Technology comforts, surrounds, and confounds us. When we argue about MOOCs, hydraulic fracturing, NSA surveillance, or drone warfare, we’re arguing about technology. Unfortunately, the conversation is impoverished by the absence of a robust cadre of scholars who can engage with and critique the role of technology in society. Instead, we have the glib boosterism of tech intellectuals like the former Wired editor Chris Anderson, the media gadfly (and CUNY journalism professor) Jeff Jarvis, the British writer Andrew Keen, and the Google executive Eric Schmidt. A fairly homogenous group of white men with elite degrees inclined to champion innovation, disruption, and the free market, these tech intellectuals have usurped the role of explaining technology to policy makers, investors, and the public. Their arguments and advocacy are too often a tepid substitute for robust analysis and honest critique.

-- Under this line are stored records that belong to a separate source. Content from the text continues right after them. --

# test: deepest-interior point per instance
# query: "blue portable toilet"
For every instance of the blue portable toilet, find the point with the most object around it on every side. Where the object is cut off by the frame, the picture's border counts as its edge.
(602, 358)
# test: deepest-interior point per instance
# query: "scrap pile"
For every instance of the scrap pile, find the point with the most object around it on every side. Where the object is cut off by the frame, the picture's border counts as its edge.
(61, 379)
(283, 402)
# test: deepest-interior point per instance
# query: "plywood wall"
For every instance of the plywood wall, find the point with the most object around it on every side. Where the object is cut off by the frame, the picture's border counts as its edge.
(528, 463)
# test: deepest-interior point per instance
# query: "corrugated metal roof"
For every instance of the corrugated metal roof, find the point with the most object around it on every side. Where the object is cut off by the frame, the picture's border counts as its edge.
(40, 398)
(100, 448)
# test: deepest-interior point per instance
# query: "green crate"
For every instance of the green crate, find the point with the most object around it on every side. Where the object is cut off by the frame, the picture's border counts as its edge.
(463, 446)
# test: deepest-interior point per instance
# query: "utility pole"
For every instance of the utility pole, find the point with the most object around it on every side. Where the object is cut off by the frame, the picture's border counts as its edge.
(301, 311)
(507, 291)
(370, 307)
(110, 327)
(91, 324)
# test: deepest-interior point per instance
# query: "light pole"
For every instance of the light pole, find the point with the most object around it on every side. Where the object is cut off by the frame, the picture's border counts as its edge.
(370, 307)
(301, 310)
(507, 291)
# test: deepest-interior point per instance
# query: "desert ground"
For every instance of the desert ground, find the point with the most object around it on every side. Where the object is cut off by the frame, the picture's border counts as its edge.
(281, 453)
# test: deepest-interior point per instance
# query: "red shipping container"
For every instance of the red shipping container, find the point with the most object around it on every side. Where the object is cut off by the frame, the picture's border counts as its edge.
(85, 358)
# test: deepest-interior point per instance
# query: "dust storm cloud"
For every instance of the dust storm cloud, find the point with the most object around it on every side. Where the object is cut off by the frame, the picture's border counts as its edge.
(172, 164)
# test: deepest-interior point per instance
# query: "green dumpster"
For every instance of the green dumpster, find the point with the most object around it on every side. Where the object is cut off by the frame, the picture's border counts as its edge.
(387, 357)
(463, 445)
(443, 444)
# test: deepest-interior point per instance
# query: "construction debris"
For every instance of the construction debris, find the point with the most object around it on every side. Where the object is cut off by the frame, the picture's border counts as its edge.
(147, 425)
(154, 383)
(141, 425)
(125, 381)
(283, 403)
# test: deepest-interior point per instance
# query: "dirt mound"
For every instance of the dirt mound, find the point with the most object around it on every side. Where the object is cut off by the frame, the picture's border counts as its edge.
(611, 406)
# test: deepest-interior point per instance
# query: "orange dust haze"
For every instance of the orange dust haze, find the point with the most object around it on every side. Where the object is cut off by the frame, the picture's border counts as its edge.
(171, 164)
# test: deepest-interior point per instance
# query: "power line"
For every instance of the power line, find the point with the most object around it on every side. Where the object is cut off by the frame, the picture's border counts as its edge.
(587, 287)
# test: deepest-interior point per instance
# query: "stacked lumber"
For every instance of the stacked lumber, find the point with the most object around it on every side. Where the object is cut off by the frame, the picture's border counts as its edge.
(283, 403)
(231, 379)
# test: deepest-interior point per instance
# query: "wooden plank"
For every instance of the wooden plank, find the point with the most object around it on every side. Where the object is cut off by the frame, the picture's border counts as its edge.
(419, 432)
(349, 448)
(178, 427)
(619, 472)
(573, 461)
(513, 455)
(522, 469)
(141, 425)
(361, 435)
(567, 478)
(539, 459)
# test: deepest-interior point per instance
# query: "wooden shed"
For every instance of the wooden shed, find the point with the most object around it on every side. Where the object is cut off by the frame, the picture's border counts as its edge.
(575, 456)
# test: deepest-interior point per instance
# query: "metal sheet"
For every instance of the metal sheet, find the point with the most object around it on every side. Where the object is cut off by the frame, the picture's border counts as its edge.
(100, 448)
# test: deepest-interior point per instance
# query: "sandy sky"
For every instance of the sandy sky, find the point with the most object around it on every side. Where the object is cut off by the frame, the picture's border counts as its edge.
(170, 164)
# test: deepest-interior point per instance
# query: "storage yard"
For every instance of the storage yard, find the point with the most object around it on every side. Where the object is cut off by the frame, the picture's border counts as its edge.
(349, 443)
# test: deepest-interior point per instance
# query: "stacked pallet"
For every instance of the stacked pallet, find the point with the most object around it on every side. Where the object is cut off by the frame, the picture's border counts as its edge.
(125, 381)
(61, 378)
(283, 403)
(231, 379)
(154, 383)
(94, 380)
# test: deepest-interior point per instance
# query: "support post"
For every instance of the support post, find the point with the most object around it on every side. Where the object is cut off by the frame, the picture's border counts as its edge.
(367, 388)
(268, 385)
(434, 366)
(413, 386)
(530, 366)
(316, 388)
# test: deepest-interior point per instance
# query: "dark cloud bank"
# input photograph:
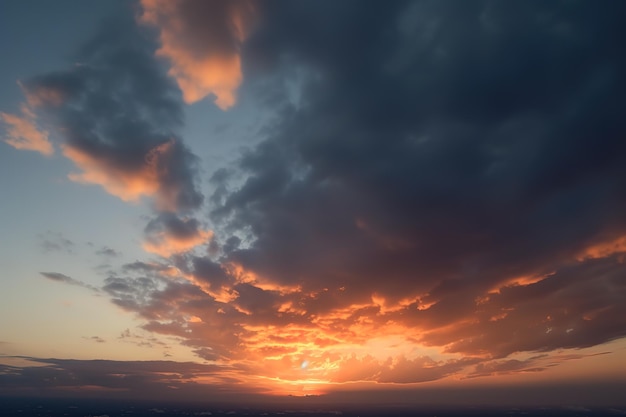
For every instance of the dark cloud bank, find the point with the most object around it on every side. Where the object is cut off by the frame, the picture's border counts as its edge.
(464, 162)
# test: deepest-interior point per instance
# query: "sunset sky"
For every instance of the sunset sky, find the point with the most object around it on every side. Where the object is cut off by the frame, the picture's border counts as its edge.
(410, 199)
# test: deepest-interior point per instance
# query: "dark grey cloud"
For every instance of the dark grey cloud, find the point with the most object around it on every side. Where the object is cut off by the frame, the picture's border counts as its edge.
(123, 379)
(119, 114)
(437, 151)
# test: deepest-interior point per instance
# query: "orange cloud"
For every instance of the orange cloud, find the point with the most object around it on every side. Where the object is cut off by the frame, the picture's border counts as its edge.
(149, 179)
(129, 185)
(23, 133)
(201, 40)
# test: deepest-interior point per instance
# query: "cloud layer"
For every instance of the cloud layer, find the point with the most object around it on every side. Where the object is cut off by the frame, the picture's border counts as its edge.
(202, 41)
(439, 193)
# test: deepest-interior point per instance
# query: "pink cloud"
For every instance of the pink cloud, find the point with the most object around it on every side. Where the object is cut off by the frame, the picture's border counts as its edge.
(201, 40)
(23, 132)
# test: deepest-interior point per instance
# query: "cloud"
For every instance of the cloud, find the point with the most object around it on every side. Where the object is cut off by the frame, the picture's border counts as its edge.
(202, 41)
(96, 339)
(122, 379)
(455, 179)
(118, 114)
(107, 251)
(168, 235)
(23, 132)
(439, 195)
(57, 276)
(54, 241)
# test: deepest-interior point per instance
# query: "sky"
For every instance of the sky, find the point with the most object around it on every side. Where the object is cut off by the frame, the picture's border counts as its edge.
(413, 200)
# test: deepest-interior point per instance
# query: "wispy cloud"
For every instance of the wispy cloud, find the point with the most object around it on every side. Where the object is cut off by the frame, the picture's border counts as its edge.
(57, 276)
(23, 133)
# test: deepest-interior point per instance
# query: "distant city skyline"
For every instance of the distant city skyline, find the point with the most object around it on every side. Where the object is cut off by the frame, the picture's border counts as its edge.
(349, 202)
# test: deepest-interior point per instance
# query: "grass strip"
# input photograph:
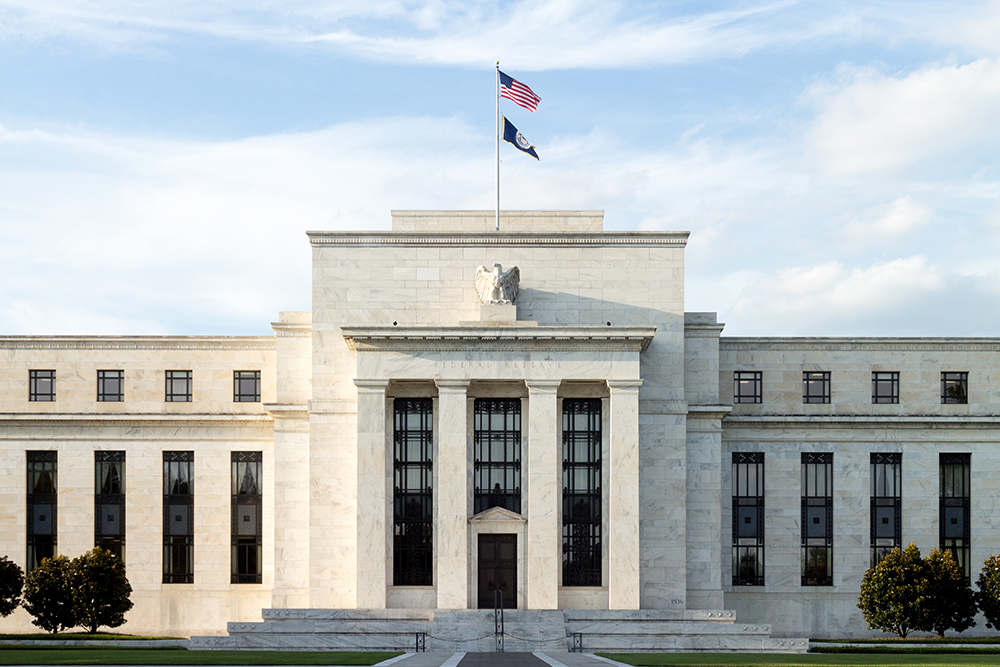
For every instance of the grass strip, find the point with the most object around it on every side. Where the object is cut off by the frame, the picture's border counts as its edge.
(48, 636)
(83, 655)
(800, 660)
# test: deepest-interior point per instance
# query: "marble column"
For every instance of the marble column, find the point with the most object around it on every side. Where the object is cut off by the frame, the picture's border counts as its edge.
(623, 501)
(374, 473)
(451, 495)
(543, 492)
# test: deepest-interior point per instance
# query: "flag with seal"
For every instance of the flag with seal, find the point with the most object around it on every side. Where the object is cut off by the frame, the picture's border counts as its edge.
(512, 136)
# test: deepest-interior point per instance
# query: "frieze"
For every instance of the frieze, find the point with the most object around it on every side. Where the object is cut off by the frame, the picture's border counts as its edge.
(638, 239)
(860, 344)
(144, 343)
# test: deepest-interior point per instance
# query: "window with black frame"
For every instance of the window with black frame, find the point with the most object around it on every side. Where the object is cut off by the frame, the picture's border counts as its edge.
(817, 519)
(581, 431)
(954, 516)
(178, 517)
(816, 386)
(955, 387)
(413, 496)
(886, 504)
(245, 524)
(109, 502)
(42, 505)
(41, 386)
(748, 386)
(497, 446)
(885, 387)
(748, 518)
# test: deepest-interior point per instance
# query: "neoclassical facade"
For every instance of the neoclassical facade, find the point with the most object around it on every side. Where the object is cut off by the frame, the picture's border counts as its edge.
(589, 446)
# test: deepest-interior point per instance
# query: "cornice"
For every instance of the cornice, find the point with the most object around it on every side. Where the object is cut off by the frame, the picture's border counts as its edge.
(568, 239)
(508, 338)
(860, 344)
(137, 342)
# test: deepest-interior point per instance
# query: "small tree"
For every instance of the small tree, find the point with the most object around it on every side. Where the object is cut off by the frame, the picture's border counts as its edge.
(11, 583)
(988, 593)
(48, 594)
(891, 592)
(100, 590)
(950, 603)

The Technologists’ Siren Song – The Chronicle of Higher Education. My recommendation to W. Patrick McCray: before you declare that “a robust cadre of scholars” does not exist, you should probably make a point of reading around to see if that’s true. It’s not as though fierce critics of contemporary technocracy like Evgeny Morozov and Jaron Lanier are obscure figures; and, as Matthew Battles points out in a comment to this post, there are many others (“Laura Kurgan, Lisa Gitelman, Gabriella Coleman, Natasha Dow Schüll, Beth Coleman”) who are neither white nor male. Honestly, what an absurd thesis.